Now, the key questions are whether new superintendent Errick Greene will adopt them and accomplish them.
The report by consultants Insight Education Group is in some ways is the end of a process that was set in motion when Gov. Phil Bryant spurned an effort by the Mississippi Department of Education to take over the district. Instead, Bryant, Jackson Mayor Chokwe Antar Lumumba, and the W.K. Kellogg Foundation created the Better Together Commission to study the district and suggest improvements.
Lumumba also remade the school board after previous members resigned, which was an implicit part of the deal. The new board, in turn, hired Greene after a search.
The awkward part of the arrangement had always threatened to be that the Better Together Commission would hand the new superintendent a turnaround plan that the superintendent had no part in crafting. The report’s 100 pages of findings and recommendations sidestep that issue by using the mildest possible language in many places. But there are some real recommendations hiding in there.
Maybe the most urgent is a call for Jackson district to scrap its uncompleted effort to write its own curriculum and quickly buy one off the shelf from an outside vendor. Insight warned that in some classrooms, curriculum is nonexistent.

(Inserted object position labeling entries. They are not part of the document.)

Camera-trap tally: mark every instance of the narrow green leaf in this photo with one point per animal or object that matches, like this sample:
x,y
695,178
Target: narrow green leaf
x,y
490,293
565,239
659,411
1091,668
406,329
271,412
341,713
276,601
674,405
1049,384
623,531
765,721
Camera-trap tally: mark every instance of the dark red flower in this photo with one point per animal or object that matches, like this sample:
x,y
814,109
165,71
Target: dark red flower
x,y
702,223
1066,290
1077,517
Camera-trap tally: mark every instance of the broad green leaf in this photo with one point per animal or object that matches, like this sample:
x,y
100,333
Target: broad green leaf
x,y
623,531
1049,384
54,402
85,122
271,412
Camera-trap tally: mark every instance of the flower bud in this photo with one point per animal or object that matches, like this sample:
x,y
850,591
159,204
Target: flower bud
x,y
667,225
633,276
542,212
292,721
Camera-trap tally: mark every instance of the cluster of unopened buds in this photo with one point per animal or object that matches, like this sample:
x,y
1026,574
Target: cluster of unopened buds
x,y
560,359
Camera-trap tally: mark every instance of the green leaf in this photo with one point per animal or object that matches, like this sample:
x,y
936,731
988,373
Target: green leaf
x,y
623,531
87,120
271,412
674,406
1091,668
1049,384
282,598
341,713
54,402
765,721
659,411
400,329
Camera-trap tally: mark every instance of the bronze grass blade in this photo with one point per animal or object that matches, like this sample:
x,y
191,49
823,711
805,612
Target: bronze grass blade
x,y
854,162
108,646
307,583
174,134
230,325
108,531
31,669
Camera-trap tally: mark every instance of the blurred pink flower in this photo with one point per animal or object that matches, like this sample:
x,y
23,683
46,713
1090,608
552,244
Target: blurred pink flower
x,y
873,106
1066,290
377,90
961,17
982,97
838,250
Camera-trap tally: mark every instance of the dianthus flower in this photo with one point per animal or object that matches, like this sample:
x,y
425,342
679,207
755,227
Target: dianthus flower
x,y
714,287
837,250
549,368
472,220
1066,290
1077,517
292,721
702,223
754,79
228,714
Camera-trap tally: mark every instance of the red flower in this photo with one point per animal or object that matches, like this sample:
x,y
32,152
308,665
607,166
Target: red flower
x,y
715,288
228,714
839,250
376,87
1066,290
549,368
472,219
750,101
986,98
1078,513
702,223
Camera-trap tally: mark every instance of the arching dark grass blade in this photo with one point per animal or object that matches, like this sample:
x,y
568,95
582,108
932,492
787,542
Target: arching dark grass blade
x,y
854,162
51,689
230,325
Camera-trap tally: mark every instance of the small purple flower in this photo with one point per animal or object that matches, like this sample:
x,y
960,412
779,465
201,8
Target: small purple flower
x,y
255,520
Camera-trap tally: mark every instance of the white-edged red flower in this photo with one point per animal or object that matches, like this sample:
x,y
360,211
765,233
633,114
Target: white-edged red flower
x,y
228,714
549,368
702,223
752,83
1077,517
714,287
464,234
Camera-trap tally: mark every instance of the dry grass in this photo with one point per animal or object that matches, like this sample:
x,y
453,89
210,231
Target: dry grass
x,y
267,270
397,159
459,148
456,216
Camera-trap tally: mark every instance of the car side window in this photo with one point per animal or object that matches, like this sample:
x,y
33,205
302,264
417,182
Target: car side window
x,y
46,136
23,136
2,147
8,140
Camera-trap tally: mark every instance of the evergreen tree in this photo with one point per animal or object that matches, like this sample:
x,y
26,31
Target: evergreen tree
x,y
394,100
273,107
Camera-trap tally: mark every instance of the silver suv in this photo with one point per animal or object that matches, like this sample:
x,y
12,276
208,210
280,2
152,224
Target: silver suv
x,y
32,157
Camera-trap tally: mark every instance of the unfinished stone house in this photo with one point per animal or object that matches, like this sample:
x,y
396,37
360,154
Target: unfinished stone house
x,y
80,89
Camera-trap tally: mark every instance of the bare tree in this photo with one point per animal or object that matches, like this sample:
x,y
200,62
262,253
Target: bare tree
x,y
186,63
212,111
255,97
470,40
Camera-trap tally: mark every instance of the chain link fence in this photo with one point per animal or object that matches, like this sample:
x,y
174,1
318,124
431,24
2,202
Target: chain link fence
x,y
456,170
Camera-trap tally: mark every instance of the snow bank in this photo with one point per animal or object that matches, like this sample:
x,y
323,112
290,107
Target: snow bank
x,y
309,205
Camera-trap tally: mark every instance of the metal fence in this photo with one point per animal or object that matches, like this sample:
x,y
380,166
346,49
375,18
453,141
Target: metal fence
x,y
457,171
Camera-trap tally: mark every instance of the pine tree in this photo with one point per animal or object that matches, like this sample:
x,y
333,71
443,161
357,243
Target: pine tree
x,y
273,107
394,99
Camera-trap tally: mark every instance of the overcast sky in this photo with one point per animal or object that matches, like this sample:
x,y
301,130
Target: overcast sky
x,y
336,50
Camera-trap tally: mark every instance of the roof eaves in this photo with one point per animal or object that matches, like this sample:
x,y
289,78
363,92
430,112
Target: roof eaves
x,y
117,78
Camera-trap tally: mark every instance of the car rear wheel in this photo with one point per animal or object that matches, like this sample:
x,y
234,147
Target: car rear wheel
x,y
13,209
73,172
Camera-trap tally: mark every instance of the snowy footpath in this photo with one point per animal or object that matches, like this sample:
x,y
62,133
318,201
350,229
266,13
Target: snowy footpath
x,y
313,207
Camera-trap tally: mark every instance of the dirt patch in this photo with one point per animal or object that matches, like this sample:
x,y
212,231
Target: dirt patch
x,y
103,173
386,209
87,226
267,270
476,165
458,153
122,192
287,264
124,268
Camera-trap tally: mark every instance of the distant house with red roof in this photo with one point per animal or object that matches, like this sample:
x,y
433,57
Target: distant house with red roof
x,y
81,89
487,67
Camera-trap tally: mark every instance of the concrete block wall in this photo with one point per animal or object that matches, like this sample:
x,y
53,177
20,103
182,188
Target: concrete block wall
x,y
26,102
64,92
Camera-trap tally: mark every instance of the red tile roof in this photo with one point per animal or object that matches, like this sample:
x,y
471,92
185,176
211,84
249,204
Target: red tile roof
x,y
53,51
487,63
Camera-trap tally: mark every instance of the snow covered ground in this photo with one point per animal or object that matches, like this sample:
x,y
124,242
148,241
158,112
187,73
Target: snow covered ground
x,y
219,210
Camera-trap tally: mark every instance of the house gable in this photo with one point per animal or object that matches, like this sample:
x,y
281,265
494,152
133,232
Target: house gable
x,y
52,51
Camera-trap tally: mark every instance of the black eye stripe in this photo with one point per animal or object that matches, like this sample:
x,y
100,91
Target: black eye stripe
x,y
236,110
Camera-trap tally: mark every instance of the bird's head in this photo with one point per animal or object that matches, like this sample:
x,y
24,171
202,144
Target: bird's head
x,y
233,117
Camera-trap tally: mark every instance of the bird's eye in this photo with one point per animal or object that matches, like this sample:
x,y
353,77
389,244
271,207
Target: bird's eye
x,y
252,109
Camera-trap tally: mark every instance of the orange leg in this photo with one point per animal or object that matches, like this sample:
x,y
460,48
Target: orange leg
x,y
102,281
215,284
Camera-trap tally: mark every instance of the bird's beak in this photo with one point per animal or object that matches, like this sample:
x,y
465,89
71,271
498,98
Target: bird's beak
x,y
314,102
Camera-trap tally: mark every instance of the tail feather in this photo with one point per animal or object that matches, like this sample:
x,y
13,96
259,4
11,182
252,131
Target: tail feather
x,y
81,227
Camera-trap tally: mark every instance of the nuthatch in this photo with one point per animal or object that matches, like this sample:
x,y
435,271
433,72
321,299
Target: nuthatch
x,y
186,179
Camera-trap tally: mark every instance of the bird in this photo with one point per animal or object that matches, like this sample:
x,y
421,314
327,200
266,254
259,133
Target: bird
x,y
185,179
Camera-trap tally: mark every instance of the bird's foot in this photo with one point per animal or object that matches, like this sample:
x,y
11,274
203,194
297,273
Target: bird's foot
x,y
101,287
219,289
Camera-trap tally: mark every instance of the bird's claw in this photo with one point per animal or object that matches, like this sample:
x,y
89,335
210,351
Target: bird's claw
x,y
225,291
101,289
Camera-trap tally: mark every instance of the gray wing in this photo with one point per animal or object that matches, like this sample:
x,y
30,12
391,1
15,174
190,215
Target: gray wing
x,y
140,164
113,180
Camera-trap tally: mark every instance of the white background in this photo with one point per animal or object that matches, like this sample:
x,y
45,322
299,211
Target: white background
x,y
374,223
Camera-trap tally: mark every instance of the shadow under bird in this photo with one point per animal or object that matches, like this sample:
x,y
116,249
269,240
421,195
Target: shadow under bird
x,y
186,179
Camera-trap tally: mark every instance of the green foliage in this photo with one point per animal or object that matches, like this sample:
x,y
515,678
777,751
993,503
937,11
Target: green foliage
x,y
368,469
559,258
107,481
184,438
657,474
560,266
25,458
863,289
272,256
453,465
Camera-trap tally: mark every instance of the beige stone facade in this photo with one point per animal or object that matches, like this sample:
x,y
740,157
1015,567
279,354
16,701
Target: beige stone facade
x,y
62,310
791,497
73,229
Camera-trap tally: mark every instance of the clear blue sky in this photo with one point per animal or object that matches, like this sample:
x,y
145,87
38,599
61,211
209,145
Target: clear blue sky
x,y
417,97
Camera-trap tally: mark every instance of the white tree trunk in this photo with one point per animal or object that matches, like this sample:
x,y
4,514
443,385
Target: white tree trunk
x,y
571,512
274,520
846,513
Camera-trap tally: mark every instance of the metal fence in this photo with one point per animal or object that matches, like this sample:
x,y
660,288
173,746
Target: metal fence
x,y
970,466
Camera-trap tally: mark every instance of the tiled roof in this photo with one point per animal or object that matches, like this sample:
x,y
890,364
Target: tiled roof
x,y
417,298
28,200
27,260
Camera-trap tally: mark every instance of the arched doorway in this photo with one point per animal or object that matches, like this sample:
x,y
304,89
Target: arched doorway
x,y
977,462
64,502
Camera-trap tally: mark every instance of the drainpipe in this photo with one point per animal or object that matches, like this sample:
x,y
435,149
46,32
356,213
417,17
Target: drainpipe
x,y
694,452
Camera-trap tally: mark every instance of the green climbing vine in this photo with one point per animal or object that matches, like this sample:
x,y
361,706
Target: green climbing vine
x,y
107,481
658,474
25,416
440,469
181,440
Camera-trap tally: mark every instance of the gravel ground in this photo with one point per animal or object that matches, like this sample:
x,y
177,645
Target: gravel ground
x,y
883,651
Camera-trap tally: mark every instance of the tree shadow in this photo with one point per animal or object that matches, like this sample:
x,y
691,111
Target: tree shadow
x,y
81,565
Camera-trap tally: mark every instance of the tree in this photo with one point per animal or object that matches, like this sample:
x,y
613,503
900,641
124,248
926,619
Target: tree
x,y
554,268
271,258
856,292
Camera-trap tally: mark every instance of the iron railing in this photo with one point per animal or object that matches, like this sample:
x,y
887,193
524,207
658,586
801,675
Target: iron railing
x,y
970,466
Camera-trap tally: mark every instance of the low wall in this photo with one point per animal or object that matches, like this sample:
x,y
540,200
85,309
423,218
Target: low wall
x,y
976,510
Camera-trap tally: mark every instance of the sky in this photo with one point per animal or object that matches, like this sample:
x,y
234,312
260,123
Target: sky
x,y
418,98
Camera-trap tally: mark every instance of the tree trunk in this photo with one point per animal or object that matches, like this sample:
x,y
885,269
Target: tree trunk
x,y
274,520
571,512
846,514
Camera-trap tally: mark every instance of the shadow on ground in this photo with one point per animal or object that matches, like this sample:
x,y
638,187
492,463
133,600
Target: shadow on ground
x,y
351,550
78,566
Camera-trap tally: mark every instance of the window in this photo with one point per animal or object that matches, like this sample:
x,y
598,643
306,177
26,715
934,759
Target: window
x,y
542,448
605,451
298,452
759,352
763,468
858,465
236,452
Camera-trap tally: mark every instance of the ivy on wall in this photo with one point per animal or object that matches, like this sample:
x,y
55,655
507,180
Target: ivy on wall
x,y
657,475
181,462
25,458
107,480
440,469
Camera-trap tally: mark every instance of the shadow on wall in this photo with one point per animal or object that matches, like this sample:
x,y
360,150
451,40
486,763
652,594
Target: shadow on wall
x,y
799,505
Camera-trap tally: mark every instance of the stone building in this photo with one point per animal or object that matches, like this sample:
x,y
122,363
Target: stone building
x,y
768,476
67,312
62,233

“There is currently no clear guidance for teachers about what must be taught and how what they are teaching reflects college- and career-ready standards for students,” Insight wrote.
Once Jackson adopts a new curriculum, Insight urges district leaders to reconsider its standardized testing program. The consultants find there are too many tests, the district isn’t providing data that teachers can use to help individual students, and that the district is often testing material teachers haven’t taught yet or that differs from what they teach.
The authors raise the alarm that the district is relying too much on pulling students out of classes and parking them in front of computer programs designed for struggling students instead of relying on basic instruction for teaching. Insight advises that Jackson should be “clarifying what good core instruction looks like and training teachers on how to achieve it.”
The report is also critical of how little time employees who are supposed to be helping struggling students and those with special needs actually spend with students. Much of the time of those groups is instead spent doing paperwork and attending to other duties, something the consultants suggest the district find a way to streamline.
Insight also suggest that Greene needs to both shrink the size of the district’s central office, as well as to overhaul it so central office workers are doing more to support teachers in the field. A previous report found that Jackson has 37 percent more central office workers, per student, than the midpoint of other districts who are members of the Council of Great City Schools.
The consultants didn’t make any recommendations about closing individual schools, but Insight did suggest that Jackson should increase class sizes to recognize shrinking enrollment and cut the number of teachers needed at each school, freeing up money for other uses. Especially if done quietly, that could be a more politically palatable strategy than closing schools, which could arouse community opposition.
Greene says he’s going to spend the next few months writing a strategic plan. By then, it should be clear whether he’s unwrapped the report’s recommendations, or left them in the bubble wrap.